Sempre all'assessora Ciambella chiediamo poi notiizie in merito all'App del Comune spiattellata in ogni conferenza del periodo di Santa Rosa: l'abbiamo visionata e casualmente, nella sezione News, che dovrebbe riportare le notizie inerenti la città sono caricati articoli di una sola testata, con tanto di credits-link che di fatto è una pubblicità. Perché accade questo? Chi ha ordinato di attingere solo da un giornale? Oppure, se la redazione di quel giornale prepara dei testi specifici da caricare nell'App, perché non chiederlo a tutti e lasciare libertà di scelta se partecipare o meno? E se il Comune non se fosse edotto, perché non controlla un prodotto riportante il proprio marchio? Inoltre sempre la stessa App riporta delle pubblciità, chi incassa gli introiti?

Ed infine l'argomento caldo: la mostra I tesori di Santa Rosa, allestita al monastero. Per questa mostra sono stati spesi più di 15mila euro di fondi pubblici in pubblicità. Nessun bando, nessun avviso, semplicemente una scelta da parte dell'amministrazione, assessorato alla cultura, che è ricaduta su un quotidiano cartaceo locale, uno nazionale nell'edizione romana e una radio nazionale per 10 giorni (tutte fatturate dalla stessa agenzia per più di 8 mila euro), un quotidiano nazionale romano, due testate online locali, (di cui una per 7 giorni al costo di 3mila euro!). Andando oltre alla logica suicida di sponsorizzare un evento per qualche giorno, magari qualche curioso potrà divertirsi a contare le folle oceaniche che proprio in quei giorni affolleranno il monastero, resta un dubbio: chi sceglie? Secondo quali parametri? Quali sono i criteri con cui si coinvolgono testate che poi, come riportato in determina.... ovviamente "accettano di partecipare"? Perché non distribuire tra tutte le realtà locali che quotidianamente si impegnano per fornire informazioni?

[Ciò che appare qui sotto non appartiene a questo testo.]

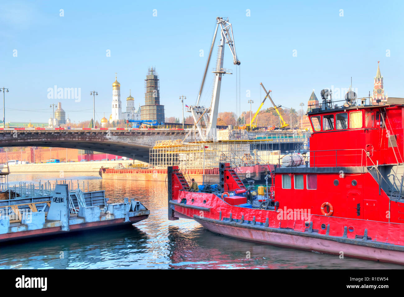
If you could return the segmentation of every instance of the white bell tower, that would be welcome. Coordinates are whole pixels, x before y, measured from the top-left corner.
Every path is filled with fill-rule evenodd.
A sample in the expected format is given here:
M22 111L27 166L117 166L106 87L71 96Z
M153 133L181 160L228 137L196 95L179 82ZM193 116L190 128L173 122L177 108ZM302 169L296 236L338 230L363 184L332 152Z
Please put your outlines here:
M112 118L110 122L116 122L118 120L122 119L122 103L121 102L121 84L116 80L115 73L115 81L112 84Z

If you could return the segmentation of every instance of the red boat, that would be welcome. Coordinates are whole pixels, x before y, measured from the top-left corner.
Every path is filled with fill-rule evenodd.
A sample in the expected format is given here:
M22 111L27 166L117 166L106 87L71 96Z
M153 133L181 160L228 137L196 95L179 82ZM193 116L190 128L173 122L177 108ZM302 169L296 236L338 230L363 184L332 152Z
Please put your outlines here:
M250 241L404 264L404 99L356 105L348 98L338 107L322 96L308 113L309 151L287 154L266 187L246 186L222 163L217 187L191 192L169 167L169 219Z

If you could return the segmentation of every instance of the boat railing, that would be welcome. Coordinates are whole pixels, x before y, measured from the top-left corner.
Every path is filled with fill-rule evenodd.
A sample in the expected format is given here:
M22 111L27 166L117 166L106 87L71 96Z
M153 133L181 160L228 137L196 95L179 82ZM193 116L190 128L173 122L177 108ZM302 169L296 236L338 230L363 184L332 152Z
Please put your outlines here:
M304 164L300 165L309 167L367 167L368 166L367 152L363 148L288 152L283 156L280 155L279 161L280 162L288 155L293 157L293 155L298 154L304 158Z

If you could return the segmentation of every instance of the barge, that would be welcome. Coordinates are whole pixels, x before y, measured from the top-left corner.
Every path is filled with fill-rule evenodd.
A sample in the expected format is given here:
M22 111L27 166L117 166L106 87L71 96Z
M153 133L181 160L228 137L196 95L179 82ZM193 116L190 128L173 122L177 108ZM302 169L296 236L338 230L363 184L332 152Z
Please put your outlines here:
M404 264L404 99L357 105L347 94L338 106L327 91L308 113L313 132L303 164L288 153L266 177L272 182L257 187L220 163L218 186L197 192L168 167L168 219L243 240Z
M38 193L34 187L20 185L19 188L24 190L13 190L21 193L18 197L0 200L0 243L133 224L150 213L134 199L109 203L103 190L73 191L70 186L57 184L52 191L40 187L42 190Z

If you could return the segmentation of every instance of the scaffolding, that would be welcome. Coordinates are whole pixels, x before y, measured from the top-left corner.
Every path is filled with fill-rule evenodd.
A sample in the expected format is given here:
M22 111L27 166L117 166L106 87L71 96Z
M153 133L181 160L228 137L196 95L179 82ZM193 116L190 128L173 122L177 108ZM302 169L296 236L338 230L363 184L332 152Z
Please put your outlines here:
M274 164L278 163L280 153L272 149L273 142L267 140L176 143L164 146L160 142L151 148L149 166L206 169L217 168L219 162L229 162L238 167Z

Domande poste all'assessore Delli Iaconi, dopo l'inaugurazione della mostra dedicata alla Madonna della Quercia, che ha risposto tirandosi fuori, coinvolgendo gli uffici e il dirigente che firma le delibere, casualmente presente ed evidentemente contrariato, al punto di non riuscire a dare una risposta alle nostre domande.

Superando lo sport istituzionale, la partita a ping pong, ci sorge la domanda principe: come viene gestita la comunicazione a Palazzo dei Priori? Ora che siamo nel "dopo Santa Rosa" magari ci sarà tempo per organizzare una risposta.